With a simple package in the mail, scientists can start studying how their favorite protein interacts with millions of small molecules.

This is what researchers from the Broad Institute of MIT and Harvard and Novartis Institutes for Biomedical Research said they hope will happen as they announced their new open-source DNA-encoded library (DEL) on Wednesday at the American Chemical Society national meeting in San Diego.

DNA-encoded libraries (DELs) are large pools of small molecules, each attached to a ribbon of DNA that has a unique sequence of base pairs. A researcher can test the library against a protein of interest, looking for molecules that bind to the protein. Then she can sequence the DNA tags to find the binding molecules’ identities and then synthesize them for future studies.

The Novartis-Broad DEL is different from other open-source DELs because of the compounds it contains—there are more than 3 million small molecules, many of which have unusual structures and well-defined stereochemistries, said Novartis and Broad post-doc Liam Hudson. He presented the DEL during a talk in the Division of Medicinal Chemistry.

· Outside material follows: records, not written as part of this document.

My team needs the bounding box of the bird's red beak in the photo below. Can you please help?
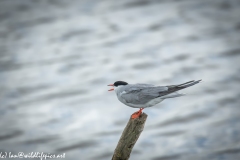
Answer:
[108,84,114,91]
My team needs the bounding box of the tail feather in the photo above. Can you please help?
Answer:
[159,80,201,98]
[176,79,201,89]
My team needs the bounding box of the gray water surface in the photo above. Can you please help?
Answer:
[0,0,240,160]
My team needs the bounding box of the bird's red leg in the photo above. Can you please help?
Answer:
[131,108,144,119]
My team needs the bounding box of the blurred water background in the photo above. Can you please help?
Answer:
[0,0,240,160]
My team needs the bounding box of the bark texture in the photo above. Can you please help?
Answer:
[112,113,147,160]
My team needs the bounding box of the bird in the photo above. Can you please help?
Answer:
[108,80,201,119]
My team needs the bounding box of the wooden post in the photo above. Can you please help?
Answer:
[112,113,147,160]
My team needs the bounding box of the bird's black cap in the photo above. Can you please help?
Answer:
[113,81,128,87]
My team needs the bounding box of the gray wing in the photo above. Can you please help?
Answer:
[121,80,201,104]
[121,84,168,104]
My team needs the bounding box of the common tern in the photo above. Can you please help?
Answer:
[108,80,201,119]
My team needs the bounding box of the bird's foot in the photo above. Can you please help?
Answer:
[131,108,144,119]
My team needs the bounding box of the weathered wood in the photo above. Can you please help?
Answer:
[112,113,147,160]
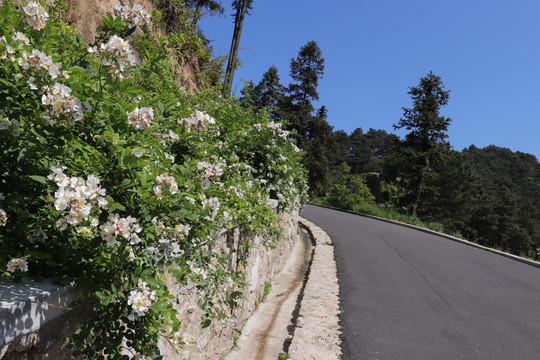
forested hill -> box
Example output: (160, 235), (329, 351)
(242, 41), (540, 258)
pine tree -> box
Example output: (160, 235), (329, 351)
(394, 71), (451, 216)
(223, 0), (253, 96)
(279, 41), (324, 147)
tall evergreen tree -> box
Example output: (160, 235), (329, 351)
(254, 65), (284, 109)
(394, 71), (451, 215)
(304, 106), (332, 196)
(223, 0), (253, 96)
(279, 41), (324, 147)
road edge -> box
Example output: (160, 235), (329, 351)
(289, 217), (342, 360)
(307, 202), (540, 268)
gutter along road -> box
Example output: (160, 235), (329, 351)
(301, 205), (540, 360)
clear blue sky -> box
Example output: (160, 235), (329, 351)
(200, 0), (540, 158)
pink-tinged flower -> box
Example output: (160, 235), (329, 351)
(23, 1), (49, 30)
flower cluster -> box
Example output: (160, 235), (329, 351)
(268, 121), (289, 140)
(7, 258), (28, 272)
(0, 118), (21, 137)
(114, 4), (150, 27)
(13, 31), (30, 47)
(187, 260), (208, 280)
(23, 1), (49, 30)
(154, 173), (178, 200)
(48, 165), (108, 230)
(41, 83), (84, 125)
(128, 279), (156, 321)
(202, 197), (220, 218)
(127, 107), (154, 130)
(101, 214), (142, 246)
(197, 161), (223, 178)
(93, 35), (137, 79)
(178, 110), (216, 134)
(174, 224), (191, 239)
(18, 49), (69, 79)
(0, 209), (7, 226)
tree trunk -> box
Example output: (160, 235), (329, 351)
(193, 2), (202, 26)
(223, 0), (249, 96)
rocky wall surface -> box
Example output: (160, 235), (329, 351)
(0, 212), (298, 360)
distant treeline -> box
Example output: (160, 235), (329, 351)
(242, 41), (540, 257)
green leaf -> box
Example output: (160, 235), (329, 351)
(28, 175), (49, 185)
(109, 203), (126, 211)
(122, 85), (144, 97)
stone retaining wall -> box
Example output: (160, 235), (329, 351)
(0, 212), (298, 360)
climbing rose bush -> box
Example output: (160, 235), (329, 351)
(0, 0), (306, 359)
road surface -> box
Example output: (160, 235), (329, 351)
(301, 205), (540, 360)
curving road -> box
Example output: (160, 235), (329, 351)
(301, 205), (540, 360)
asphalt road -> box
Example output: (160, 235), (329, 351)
(301, 205), (540, 360)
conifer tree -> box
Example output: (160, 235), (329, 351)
(280, 41), (324, 147)
(394, 71), (451, 216)
(223, 0), (253, 96)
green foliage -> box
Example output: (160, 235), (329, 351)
(325, 175), (375, 210)
(380, 180), (401, 207)
(0, 1), (306, 359)
(394, 71), (451, 215)
(261, 281), (272, 301)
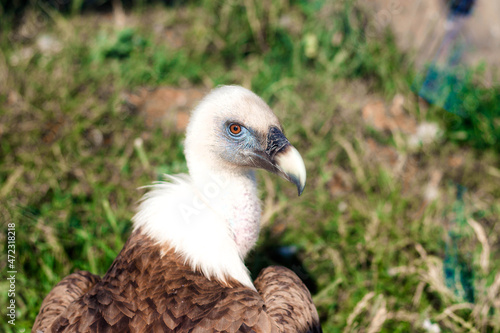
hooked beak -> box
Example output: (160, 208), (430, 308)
(266, 127), (306, 196)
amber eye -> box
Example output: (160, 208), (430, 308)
(229, 124), (241, 135)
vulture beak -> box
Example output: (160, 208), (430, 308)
(266, 127), (306, 196)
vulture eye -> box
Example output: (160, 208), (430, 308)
(229, 124), (241, 135)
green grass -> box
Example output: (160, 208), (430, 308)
(0, 1), (500, 332)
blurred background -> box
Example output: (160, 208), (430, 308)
(0, 0), (500, 333)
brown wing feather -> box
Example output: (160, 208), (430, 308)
(254, 266), (322, 333)
(32, 271), (100, 333)
(34, 230), (320, 333)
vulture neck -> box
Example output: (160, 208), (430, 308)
(133, 168), (261, 289)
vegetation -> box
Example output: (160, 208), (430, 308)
(0, 0), (500, 332)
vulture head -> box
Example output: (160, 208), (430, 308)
(137, 86), (306, 288)
(185, 86), (306, 195)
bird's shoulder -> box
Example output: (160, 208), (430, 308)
(47, 234), (271, 332)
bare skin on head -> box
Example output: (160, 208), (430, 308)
(33, 86), (321, 332)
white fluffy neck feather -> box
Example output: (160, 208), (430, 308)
(133, 172), (261, 288)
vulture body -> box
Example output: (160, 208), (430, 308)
(33, 86), (321, 333)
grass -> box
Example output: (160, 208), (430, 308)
(0, 1), (500, 332)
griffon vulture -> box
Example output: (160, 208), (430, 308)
(33, 86), (321, 333)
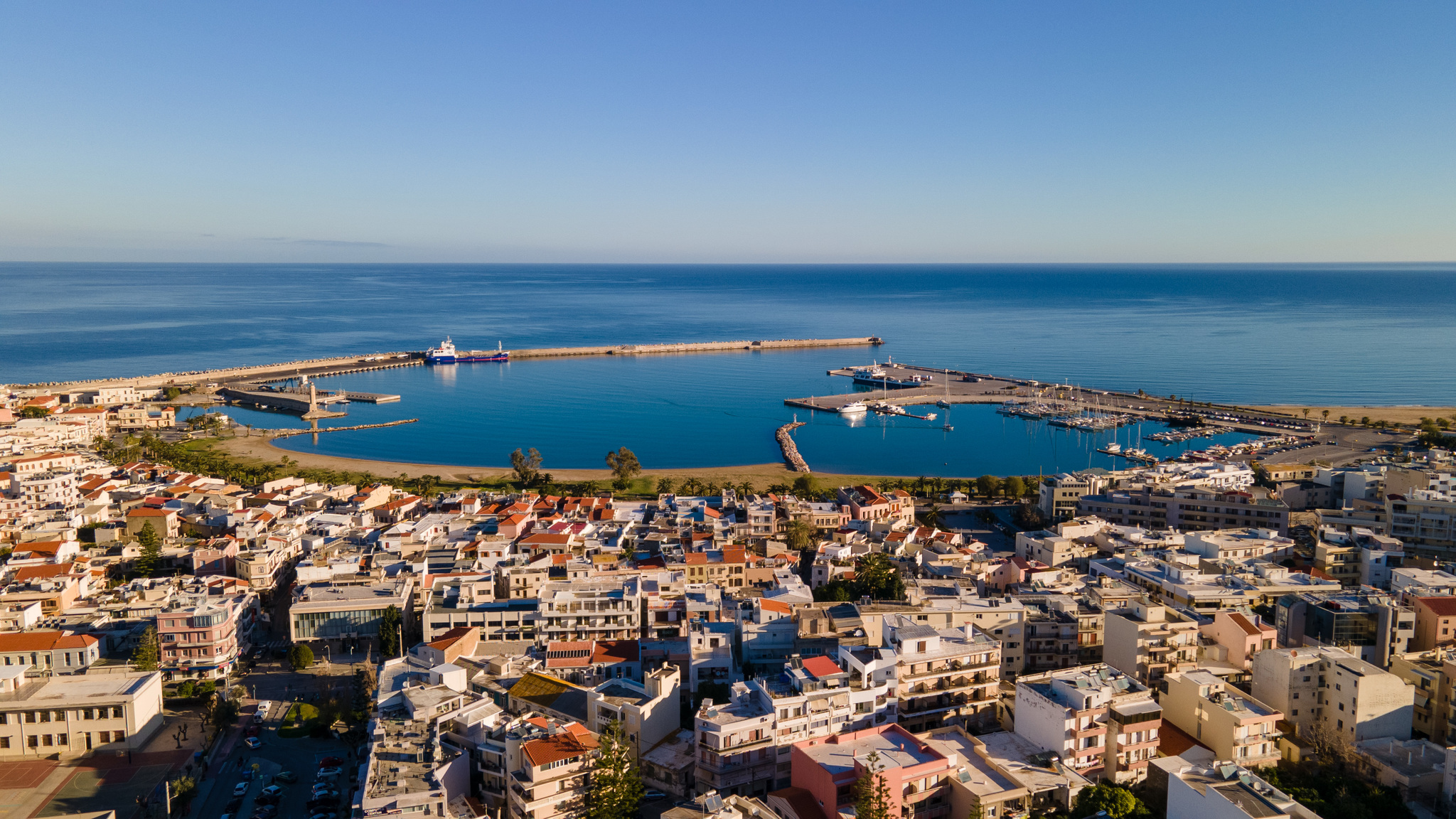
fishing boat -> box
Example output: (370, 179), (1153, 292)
(425, 335), (511, 364)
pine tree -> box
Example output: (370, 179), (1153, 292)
(378, 606), (402, 657)
(135, 520), (161, 577)
(131, 625), (161, 672)
(587, 720), (645, 819)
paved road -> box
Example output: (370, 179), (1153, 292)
(193, 666), (355, 819)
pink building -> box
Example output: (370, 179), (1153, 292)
(789, 723), (955, 819)
(157, 594), (252, 679)
(1199, 611), (1278, 670)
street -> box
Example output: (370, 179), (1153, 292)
(192, 654), (365, 819)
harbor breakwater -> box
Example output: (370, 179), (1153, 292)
(14, 335), (884, 395)
(269, 418), (419, 439)
(775, 421), (811, 472)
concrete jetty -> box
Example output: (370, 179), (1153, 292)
(773, 419), (811, 472)
(511, 335), (884, 358)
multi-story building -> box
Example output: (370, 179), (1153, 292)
(1018, 594), (1082, 673)
(505, 720), (597, 819)
(1037, 472), (1105, 520)
(1391, 648), (1456, 744)
(587, 666), (683, 758)
(1274, 589), (1415, 668)
(1253, 646), (1415, 742)
(289, 574), (415, 643)
(0, 626), (100, 675)
(693, 683), (789, 796)
(1017, 663), (1162, 783)
(1385, 490), (1456, 550)
(157, 594), (256, 679)
(0, 666), (161, 759)
(1159, 670), (1284, 766)
(884, 615), (1007, 733)
(792, 724), (958, 819)
(536, 577), (642, 644)
(1167, 761), (1319, 819)
(1102, 597), (1199, 685)
(1199, 611), (1278, 670)
(1411, 594), (1456, 651)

Screening hits from the DEL could give researchers molecules that could start a drug discovery project or help them understand specific biological processes, Hudson said. Many companies contract with pharma to test large DELs at a cost, but the Novartis-Broad DEL will be free and available “with no strings attached” to the scientific community, said Stuart Schreiber, the Broad Institute scientist who helped create the project. The team behind the DEL is still working out the details of how to process requests to obtain the DEL and ship it out, said Karin Briner, a vice president at NIBR and medicinal chemist who helped create the collaboration.

Richard Lerner, the Scripps Research Insitutute California researcher who was one of the first scientists to develop DELs, says that the diversity represented by the Novartis-Broad DEL is an important addition to the open-source biology community. Lerner was part of a committee that helped steer the development of an 80 billion compound open-source DEL created by WuXi AppTec that was released in 2018.

“You want big numbers,” he said of the WuXi product, “but you want big diversity too.”